It was such differences between agreements that led Bhagwati (Reference Bhagwati1995) to describe the growth of FTAs as a ‘spaghetti bowl’.Footnote 9

In order to see if there is prima facie a correlation between the restrictiveness of the ROOs and the tariff levied by the EU in case of no compliance, Figure 5 presents a scatter plot of the average ROO − RI and the average EU Common External Tariff (EU-CET) across 21 HS sectors, considering actual 2021 HMRC data on UK exports to the EU. On grounds of political economy, it may be that industries protected with high tariffs may also be protected by more restrictive ROOs and vice versa. Interestingly, however, no clear pattern can be found between the two variables.

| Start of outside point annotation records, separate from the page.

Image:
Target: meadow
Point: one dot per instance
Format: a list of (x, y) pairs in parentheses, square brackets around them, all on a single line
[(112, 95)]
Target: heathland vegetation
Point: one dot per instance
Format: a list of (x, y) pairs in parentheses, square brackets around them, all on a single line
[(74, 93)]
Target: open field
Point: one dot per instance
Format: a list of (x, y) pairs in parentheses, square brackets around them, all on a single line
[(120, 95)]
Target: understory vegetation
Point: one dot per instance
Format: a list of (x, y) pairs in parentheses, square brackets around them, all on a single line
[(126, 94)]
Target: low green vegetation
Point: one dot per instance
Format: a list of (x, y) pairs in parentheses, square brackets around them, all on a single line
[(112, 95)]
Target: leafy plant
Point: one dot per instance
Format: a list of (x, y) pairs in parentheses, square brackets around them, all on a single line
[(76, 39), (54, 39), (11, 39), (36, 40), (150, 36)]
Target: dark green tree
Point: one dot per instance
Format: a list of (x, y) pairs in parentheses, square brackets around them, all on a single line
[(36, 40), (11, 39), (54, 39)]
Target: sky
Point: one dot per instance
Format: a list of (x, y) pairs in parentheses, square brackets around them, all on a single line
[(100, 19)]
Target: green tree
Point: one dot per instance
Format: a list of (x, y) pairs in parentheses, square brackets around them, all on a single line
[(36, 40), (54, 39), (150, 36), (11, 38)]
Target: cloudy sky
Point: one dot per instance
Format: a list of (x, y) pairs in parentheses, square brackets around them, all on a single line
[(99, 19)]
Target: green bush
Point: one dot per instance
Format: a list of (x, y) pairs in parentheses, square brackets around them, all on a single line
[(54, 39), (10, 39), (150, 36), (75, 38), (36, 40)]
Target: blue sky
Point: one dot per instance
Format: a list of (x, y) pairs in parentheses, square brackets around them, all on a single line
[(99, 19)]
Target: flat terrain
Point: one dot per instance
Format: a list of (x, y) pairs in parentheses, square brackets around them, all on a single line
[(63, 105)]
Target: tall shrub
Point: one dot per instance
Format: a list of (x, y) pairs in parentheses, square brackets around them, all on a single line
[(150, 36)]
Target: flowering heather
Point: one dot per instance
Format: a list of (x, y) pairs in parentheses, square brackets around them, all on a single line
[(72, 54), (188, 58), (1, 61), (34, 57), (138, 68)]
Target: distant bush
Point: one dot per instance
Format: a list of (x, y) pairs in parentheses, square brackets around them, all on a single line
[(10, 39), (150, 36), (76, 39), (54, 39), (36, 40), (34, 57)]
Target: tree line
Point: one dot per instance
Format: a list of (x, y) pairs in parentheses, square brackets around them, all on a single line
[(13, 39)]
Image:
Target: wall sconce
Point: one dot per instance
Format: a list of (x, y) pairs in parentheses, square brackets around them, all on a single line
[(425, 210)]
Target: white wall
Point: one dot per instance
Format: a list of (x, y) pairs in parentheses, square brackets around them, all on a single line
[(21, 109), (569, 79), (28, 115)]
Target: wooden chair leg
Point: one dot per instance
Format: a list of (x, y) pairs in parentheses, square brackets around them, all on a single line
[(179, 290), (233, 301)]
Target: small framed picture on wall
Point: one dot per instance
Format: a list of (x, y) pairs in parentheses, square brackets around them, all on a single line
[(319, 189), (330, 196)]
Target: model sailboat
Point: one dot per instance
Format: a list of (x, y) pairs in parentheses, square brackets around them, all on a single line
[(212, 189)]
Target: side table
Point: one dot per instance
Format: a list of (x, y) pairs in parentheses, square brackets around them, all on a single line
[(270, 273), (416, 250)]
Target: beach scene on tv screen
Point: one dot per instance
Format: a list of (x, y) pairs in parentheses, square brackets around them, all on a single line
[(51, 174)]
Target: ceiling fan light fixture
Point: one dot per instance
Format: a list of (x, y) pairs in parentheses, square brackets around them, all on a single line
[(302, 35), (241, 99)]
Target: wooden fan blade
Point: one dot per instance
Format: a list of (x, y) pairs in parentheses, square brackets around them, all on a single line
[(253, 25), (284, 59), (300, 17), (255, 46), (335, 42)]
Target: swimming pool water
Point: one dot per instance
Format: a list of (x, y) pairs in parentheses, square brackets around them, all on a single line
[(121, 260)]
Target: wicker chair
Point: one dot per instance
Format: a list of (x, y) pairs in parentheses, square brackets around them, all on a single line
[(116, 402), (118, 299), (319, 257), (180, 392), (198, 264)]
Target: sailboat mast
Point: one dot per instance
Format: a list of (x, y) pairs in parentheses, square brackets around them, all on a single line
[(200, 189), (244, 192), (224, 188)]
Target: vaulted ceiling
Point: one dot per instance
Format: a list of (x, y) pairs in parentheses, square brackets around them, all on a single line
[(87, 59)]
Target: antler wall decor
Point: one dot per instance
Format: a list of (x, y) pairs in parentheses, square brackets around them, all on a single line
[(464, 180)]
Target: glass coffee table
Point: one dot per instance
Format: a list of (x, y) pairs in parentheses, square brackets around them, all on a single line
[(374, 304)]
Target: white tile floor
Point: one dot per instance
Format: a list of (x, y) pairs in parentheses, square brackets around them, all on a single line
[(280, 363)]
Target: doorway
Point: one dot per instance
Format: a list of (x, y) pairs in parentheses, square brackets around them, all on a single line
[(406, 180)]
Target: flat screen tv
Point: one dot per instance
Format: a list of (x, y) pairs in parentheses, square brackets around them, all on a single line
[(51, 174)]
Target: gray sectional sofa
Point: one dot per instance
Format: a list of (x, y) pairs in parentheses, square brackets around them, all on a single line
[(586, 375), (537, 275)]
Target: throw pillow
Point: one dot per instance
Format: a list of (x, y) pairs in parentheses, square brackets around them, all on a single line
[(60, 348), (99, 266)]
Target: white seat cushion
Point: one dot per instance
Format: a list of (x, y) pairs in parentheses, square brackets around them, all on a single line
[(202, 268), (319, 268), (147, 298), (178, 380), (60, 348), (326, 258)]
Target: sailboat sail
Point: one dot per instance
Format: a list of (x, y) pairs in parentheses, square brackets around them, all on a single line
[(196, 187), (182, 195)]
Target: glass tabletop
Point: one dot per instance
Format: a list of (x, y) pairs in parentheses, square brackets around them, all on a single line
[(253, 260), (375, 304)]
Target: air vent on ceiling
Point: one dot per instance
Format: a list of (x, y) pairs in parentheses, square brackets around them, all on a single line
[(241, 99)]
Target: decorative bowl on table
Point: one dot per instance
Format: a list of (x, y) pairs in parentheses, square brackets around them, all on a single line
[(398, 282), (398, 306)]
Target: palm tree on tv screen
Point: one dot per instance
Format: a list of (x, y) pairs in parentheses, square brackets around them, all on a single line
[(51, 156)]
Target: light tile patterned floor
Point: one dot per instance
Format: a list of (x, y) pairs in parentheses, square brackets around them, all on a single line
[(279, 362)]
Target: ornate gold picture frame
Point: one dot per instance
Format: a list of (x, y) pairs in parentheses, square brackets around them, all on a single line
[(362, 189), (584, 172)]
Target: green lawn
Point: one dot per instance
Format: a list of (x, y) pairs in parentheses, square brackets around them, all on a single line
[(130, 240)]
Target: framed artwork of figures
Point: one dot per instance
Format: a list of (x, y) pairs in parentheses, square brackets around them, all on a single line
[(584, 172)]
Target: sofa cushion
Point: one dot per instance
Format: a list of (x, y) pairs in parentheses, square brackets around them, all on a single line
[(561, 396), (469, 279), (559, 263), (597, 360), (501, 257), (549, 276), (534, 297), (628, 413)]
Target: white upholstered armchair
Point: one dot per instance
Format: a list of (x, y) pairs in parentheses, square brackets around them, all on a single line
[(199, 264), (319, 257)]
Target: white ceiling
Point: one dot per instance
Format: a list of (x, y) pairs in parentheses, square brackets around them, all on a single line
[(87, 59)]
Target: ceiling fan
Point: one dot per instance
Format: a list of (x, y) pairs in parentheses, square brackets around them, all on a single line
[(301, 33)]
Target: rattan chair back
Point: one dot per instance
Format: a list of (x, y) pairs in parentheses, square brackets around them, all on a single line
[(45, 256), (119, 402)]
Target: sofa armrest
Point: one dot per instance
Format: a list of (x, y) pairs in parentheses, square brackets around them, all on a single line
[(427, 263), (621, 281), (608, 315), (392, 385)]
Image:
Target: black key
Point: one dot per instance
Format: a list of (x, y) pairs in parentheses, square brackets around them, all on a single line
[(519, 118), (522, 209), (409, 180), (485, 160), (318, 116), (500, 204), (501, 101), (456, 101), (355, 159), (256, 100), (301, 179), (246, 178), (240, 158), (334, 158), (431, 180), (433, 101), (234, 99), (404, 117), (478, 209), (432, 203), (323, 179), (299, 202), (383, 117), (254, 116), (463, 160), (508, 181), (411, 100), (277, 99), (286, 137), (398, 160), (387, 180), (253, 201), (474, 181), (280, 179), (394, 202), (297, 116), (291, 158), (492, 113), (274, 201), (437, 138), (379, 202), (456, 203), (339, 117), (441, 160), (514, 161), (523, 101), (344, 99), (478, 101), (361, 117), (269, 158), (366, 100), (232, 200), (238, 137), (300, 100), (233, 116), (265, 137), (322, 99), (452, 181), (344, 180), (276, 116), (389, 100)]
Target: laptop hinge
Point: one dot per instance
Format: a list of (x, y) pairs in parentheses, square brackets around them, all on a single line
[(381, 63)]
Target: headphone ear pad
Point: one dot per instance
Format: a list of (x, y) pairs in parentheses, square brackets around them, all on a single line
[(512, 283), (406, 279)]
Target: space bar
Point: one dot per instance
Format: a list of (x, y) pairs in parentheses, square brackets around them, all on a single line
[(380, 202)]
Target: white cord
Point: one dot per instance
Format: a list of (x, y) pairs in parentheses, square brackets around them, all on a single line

Hence, textiles, foodstuff, beverages, and tobacco, among others, face highly restrictive ROOs and high tariffs, while animal and vegetable products, which also face high tariffs, have a much lower degree of restrictiveness.

Figure 5. ROO restrictiveness index and EU common external tariff, 2021.

We are interested in the determinants of UK exporters’ use of tariff preferences in the TCA, as measured by the preference utilization rate (PUR). This is calculated as the ratio of EU imports from the UK, which access the EU market with zero preferential tariffs, relative to all imports eligible for those zero tariffs.

Additionally, we calculate the duty savings rate (DSR). This is the result of dividing the actual duty savings (ADS) by the potential duty savings (PDS). The former is the product of the EU common external tariff and the imports that actually enter the EU under preferential tariffs under the TCA. The latter, is the product of the EU-CET and total imports, regardless of the tariff regime. Potential duty savings capture the extent of possible savings which could arise from UK exports to the EU by entering under the preferential rate, as opposed to the MFN tariff. Hence, the duty savings rate is an alternative way to see the extent to which UK firms make use of EU preferences treatment, which is based on both the actual level of trade and also the tariff differential.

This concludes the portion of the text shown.